Cette fois sera-ce la bonne pour le vieux projet de construction du port en eaux profondes de Banana qui se profile à l’horizon avec la détermination des partenaires sud-coréens prêts à mettre la mains à la patte pour la très porteuse réalisation de ce programme !
En République démocratique du Congo, les projets tant d’infrastructures que d’autres prennent beaucoup de temps avant leur réalisation effective. Il y en a qui ont été annoncés durant l’époque coloniale, il y a plus de 50 ans donc, mais dont les études ont piétiné et piétinent jusqu’à ce jour.
Vers les années 70, c’est la Zofi (Zone franche d’Inga) qui a focalisé l’attention des investisseurs et des autorités congolo-zaïroises. Dans le sillage de l’érection de la série des barrages hydroélectriques d’Inga, à une quarantaine de kilomètres en amont de la ville de Matadi, plusieurs industries grandes consommatrices du courant ainsi que des infrastructures routières et ferroviaires et portuaires furent alors programmées.
De Kinshasa à l’océan Atlantique, on avait identifié plusieurs ressources du sol et du sous-sol comme le sable blanc de Luila (verrerie), le gaz, le bauxite, le sable asphaltique, etc. Du point de vue d’infrastructures, l’attention fut portée sur la construction du pont de Matadi (Ex-Maréchal Mobutu), le chemin de fer Matadi-Banana et le port en eaux profondes de Banana.
Au sujet de ces trois projets, le premier a été réalisé par quelques sociétés japonaises. Tandis que les deux autres attendent leur matérialisation jusqu’à ce jour. En novembre 1982, le consortium monté pour exploiter le bauxite du territoire de Lukula, district du Bas-Fleuve (province du Bas-Congo) a montré un réel intérêt à ces deux projets. La production de l’aluminium, mieux son exportation exige de gros bateaux de haute mer, des minéraliers.
Malheureusement, Alu-Zaïre a été étouffé dans l’œuf. Une affaire des commissions non versées a tué et l’usine (des milliers d’emplois, des millions de tonnes de produits…) et tous le service chargé de veiller, d’une part, à la mise en œuvre des trois projets cités ci-haut et, d’autre part, d’assurer leur bon fonctionnement a été une véritable éternité.

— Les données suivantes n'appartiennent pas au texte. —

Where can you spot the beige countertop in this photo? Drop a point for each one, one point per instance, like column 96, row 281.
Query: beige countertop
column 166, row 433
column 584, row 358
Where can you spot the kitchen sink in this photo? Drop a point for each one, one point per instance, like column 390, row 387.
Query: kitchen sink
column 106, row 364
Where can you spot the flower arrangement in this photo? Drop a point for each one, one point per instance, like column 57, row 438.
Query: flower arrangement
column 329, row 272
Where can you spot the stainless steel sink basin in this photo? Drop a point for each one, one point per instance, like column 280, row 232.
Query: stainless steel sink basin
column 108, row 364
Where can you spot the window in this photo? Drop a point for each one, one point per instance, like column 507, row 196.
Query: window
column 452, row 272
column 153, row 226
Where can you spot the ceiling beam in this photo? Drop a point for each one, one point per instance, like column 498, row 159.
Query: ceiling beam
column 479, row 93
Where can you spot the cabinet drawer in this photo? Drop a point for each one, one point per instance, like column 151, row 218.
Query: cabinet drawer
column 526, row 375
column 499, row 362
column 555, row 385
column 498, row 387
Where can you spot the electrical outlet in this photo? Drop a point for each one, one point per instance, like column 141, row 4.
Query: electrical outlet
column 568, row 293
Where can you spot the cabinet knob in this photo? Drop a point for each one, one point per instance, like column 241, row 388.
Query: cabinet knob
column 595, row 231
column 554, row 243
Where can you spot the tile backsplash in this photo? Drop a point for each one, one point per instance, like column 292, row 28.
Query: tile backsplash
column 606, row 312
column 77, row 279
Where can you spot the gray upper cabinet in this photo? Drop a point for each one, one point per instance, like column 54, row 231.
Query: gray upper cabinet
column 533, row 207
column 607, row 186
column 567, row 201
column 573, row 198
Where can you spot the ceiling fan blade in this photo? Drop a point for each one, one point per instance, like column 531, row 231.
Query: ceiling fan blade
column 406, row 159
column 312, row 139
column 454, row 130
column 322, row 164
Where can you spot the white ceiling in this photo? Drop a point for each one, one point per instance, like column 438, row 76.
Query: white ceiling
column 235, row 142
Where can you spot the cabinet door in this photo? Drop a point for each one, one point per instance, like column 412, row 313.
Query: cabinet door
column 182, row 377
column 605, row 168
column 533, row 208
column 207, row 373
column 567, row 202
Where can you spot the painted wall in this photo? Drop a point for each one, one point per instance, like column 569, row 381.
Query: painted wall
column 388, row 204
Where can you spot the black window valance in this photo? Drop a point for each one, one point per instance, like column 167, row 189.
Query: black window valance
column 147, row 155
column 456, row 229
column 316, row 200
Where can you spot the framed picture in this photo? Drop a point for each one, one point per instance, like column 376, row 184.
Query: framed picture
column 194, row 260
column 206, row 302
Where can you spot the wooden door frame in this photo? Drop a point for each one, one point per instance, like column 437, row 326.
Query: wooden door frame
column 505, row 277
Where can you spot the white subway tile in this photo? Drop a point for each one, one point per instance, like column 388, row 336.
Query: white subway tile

Ce service n’est autre que l’organisation pour l’équipement de Banana-Kinshasa, en sigle Oebk. De l’entretien que nous avons eu avec l’ingénieur Dieudonné Ntumba Molo, expert chargé des projets ports et chemins de fer à l’Oebk, nous avons eu la nette impression que ce service tient maintenant le bon bout. De Matadi, sa direction générale, à Kinshasa, sa représentation, on est convaincu que le port en eaux profondes sera réalisé par la coopération sud-coréenne.
Selon l’expert-maison, le tout récent passage des Coréens dans la capitale de la République démocratique du Congo a été très bénéfique pour ce projet. Les deux parties en présence sont parvenues à se mettre d’accord sur la variante, parmi tant d’autres, à choisir pour la réalisation de ce gigantesque ouvrage de maçonnerie.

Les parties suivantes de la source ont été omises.